I had another very long conversation with the lead officer in Tainan. His name was Chao An. I told him about the man in the airport and the package he gave me as well as the man that I gave said package to. I gave him the address and the name of the officer that sent me to Tainan to report this situation. Apparently they could not find the man that I gave the package to and they had released a warrant for his arrest after I gave his description.

I decided to try and take my mind off the whole situation and take a day trip to Taipei the next day. I had not received any updates with the bomb and there had been no other explosions in any other cities in east Asia. The trip was only two hours by high speed train and I was excited to get out of Kaohsiung. It was nice to get back to the big city feel that Taipei has, since I had lived in Chicago and Kaohsiung was a fairly small city. The people running to get to work and school on time and the cars constantly honking, I never realized how much I missed it. While I was hanging out in a Star bucks, enjoying my Venti Iced Caramel Macchiato in Taipei City Proper, there was a loud crashing sound, sounding like it came from about three blocks down Minshen East Road.

Then smoke. Screaming. People running. The bomb, it was here. The man must be here. I ran out of the Starbucks, calling 110, the Taiwan police number, and rushed towards the area of the explosion. I got voicemail, so I was unable to reach the police. I stopped on the sidewalk and pulled out Officer An’s card and called him.

“I heard about what has happened in Taipei,” he said, frantically, “We couldn’t find the man in time.”

“Yeah, I figured. I’m about two blocks away from the explosions and I am walking over there to see if I can find the man,” I told him.

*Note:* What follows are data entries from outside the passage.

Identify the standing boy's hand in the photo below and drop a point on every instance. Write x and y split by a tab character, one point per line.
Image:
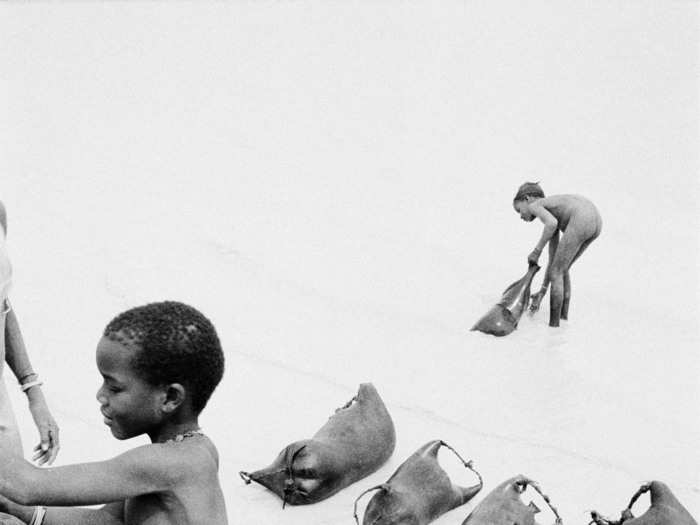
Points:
47	449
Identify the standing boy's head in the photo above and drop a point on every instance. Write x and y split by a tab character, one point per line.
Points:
528	189
160	362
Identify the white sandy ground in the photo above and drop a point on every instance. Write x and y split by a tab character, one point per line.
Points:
331	183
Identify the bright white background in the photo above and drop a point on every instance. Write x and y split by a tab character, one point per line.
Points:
331	183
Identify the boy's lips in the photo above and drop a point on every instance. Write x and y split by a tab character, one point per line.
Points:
107	419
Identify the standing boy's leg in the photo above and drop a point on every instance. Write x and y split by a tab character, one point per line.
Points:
567	296
569	246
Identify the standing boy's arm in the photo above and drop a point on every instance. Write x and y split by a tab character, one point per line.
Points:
144	470
551	224
553	244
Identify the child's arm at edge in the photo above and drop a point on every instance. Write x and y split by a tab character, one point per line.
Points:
110	514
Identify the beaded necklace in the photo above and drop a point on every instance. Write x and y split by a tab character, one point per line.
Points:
185	435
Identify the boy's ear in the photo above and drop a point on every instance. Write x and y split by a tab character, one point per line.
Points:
174	397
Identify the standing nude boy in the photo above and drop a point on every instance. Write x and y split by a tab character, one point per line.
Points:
580	224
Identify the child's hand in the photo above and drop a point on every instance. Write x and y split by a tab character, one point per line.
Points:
6	519
47	449
536	299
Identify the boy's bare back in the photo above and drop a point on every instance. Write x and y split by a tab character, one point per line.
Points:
195	496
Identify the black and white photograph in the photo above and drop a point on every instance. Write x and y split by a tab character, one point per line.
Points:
307	262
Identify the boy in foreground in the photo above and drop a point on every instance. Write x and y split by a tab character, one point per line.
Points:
159	363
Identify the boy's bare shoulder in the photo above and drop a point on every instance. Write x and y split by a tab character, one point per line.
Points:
173	460
196	453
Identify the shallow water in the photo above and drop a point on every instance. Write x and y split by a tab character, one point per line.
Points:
331	185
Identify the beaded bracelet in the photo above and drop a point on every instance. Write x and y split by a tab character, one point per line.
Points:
27	386
38	516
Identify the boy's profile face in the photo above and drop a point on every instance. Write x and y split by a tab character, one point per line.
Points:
130	405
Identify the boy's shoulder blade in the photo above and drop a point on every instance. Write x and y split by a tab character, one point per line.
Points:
197	454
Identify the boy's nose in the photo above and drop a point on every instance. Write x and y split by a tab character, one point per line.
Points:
101	399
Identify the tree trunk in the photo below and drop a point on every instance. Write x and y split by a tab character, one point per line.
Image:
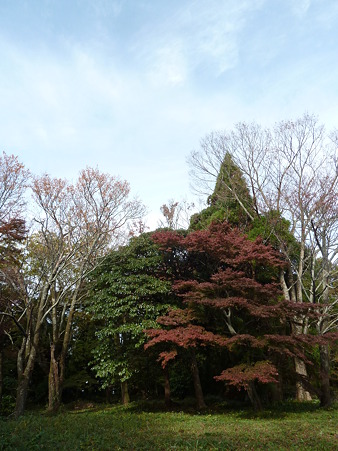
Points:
253	396
54	393
125	393
325	398
300	368
1	378
25	377
301	393
167	398
197	382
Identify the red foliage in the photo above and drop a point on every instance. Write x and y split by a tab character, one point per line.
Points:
242	375
232	277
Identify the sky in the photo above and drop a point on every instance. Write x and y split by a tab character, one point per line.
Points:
132	86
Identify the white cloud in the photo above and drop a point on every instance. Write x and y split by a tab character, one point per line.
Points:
300	7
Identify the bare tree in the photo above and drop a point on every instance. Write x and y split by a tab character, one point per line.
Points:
291	171
176	214
76	225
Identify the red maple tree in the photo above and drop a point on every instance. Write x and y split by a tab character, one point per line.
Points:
230	298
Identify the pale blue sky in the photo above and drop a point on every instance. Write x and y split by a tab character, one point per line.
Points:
131	86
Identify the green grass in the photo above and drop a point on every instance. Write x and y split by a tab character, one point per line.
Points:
291	426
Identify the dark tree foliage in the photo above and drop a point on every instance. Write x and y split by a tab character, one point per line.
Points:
128	293
233	205
231	299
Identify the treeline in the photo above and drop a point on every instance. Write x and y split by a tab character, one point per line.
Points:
241	304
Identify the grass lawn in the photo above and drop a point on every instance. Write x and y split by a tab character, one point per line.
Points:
145	427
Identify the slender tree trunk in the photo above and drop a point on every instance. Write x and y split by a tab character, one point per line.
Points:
167	393
1	378
23	383
125	393
197	382
301	393
54	394
300	368
58	363
325	398
253	396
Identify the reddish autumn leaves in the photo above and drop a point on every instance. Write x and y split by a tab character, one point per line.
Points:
230	299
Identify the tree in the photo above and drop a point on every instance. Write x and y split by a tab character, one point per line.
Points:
128	293
246	310
291	172
176	214
76	225
13	180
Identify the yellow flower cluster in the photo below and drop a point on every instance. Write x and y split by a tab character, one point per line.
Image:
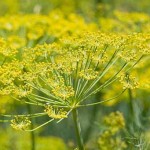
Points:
20	123
56	113
128	81
73	67
5	49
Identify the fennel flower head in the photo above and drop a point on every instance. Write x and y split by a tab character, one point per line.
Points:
61	76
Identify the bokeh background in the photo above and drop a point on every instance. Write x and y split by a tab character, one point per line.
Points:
121	16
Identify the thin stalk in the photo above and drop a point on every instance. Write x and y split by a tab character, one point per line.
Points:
131	105
32	134
77	129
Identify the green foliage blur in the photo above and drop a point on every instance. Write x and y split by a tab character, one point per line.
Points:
119	16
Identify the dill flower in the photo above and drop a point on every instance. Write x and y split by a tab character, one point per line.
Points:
56	113
20	123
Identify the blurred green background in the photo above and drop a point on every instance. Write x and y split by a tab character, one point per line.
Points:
61	136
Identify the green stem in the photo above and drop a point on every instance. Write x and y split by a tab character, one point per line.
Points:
77	129
131	105
32	134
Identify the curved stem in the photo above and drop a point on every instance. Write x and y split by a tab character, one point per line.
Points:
77	129
32	134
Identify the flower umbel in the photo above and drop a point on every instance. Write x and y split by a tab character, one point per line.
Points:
20	123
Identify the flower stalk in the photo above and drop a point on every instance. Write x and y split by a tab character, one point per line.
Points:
77	129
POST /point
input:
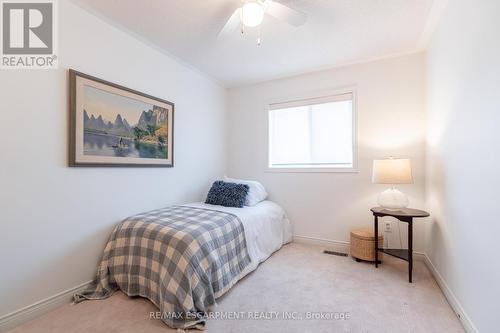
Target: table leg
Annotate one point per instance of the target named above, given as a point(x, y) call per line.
point(410, 249)
point(376, 240)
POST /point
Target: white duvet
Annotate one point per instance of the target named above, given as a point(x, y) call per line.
point(266, 227)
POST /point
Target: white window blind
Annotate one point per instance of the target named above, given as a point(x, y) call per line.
point(312, 133)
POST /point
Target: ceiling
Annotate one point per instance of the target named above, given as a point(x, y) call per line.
point(337, 32)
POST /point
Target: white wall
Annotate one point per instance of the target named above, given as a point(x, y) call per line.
point(55, 219)
point(390, 122)
point(463, 65)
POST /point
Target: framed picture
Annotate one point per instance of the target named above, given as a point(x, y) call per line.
point(111, 125)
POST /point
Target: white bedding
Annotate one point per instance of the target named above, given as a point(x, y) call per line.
point(266, 227)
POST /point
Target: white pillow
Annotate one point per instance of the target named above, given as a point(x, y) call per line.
point(256, 192)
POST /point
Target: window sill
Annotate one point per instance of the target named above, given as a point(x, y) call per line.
point(311, 170)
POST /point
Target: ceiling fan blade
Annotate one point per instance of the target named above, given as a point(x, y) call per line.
point(284, 13)
point(232, 24)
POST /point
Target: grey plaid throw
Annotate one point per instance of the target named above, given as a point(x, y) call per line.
point(180, 258)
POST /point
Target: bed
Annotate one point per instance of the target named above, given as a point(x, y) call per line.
point(182, 258)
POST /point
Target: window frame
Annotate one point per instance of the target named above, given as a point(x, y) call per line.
point(322, 95)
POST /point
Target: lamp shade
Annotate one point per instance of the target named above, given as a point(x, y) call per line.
point(392, 171)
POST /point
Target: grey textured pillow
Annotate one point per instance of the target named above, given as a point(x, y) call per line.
point(227, 194)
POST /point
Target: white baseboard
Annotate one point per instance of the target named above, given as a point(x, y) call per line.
point(339, 246)
point(37, 309)
point(336, 245)
point(450, 296)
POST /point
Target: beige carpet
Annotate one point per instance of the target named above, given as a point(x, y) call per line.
point(296, 280)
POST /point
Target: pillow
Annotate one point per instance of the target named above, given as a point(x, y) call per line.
point(227, 194)
point(256, 193)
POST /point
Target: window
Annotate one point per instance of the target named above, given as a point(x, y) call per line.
point(314, 134)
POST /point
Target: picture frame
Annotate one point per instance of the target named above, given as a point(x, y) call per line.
point(115, 126)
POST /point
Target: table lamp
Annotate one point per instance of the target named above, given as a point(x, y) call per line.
point(392, 171)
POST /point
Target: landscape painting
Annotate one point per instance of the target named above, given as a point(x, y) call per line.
point(118, 126)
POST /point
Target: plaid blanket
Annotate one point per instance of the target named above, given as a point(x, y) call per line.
point(181, 258)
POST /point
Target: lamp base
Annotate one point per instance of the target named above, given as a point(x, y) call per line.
point(393, 198)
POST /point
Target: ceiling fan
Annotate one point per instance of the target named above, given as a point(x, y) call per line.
point(251, 14)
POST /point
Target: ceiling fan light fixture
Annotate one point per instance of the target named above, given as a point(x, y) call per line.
point(252, 14)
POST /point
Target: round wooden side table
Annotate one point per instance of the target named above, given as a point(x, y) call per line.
point(404, 215)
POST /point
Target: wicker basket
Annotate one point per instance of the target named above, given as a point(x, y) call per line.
point(363, 244)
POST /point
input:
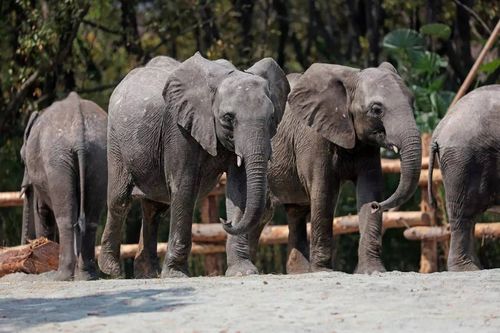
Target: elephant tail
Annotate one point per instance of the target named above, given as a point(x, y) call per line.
point(434, 150)
point(80, 154)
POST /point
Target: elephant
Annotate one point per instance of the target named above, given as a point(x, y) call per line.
point(173, 129)
point(65, 179)
point(334, 124)
point(467, 144)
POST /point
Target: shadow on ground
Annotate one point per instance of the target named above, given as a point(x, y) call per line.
point(18, 314)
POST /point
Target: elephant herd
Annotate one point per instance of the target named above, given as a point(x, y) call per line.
point(173, 128)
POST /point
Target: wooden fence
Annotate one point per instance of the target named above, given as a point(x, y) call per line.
point(209, 237)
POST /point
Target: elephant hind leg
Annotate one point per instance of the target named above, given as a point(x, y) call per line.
point(146, 262)
point(298, 250)
point(87, 268)
point(119, 202)
point(65, 209)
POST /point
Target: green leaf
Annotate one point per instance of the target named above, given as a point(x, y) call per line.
point(490, 67)
point(404, 39)
point(437, 30)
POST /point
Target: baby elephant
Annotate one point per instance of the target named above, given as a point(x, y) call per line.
point(467, 143)
point(65, 179)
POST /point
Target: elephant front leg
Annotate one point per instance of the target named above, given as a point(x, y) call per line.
point(179, 238)
point(146, 263)
point(322, 208)
point(370, 242)
point(462, 253)
point(298, 251)
point(369, 187)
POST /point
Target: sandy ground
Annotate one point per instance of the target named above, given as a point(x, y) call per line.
point(321, 302)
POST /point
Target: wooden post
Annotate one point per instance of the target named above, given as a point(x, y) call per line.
point(428, 248)
point(210, 214)
point(468, 80)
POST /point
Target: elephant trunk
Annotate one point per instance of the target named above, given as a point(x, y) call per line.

“No. That is not a good idea. There could be more bombs and--” I hung up the phone. I did not care what he had to say. This was my fault. The people that were and injured killed in the blast, that was all me. I was the one that brought the box to Taiwan and if I could help anybody that was hurt, it was the least that I could do. Why did I take the box from the suspicious man? Why did I not look inside? Why did I not call the police when I got to the terrorist’s house. So many questions. So few answers.

I arrived at the explosion site. The bomb must have been set off on Jianguo Elevated Toll Road, because the bridge that crossed Minshen was gone. Buildings had lost their entire fronts, exposing the flats inside. I did not see any dead people, but I was still about a block from the place where the bomb was set off. I did not want to get any closer. Huge billboards from the top of the 20 story buildings were scattered across Minshen East and I could see that people were trapped inside cars underneath them. I began to run over to one of the cars when suddenly there was another ear-splitting crashing sound. Another bomb had gone off near me. I flew backwards, at least 200 meters and slammed down on to the grassy median in the middle of the road.

Bright lights. People rushing me down a hallway. That was the next thing I remembered as I slipped in and out of consciousness. I woke up later in bed at Taipei Chang Gung Memorial Hospital. I didn’t remember what had happened, just that I was having a hard time hearing. I realised that I was unable to move and started to panic. The doctor came in about half an hour later and sat down next to me.

“I have some bad news, I’m afraid,” he said, “You broke your spine during the blast, and you will not be able to feel anything under your neck for the rest of your life. You are paralyzed.”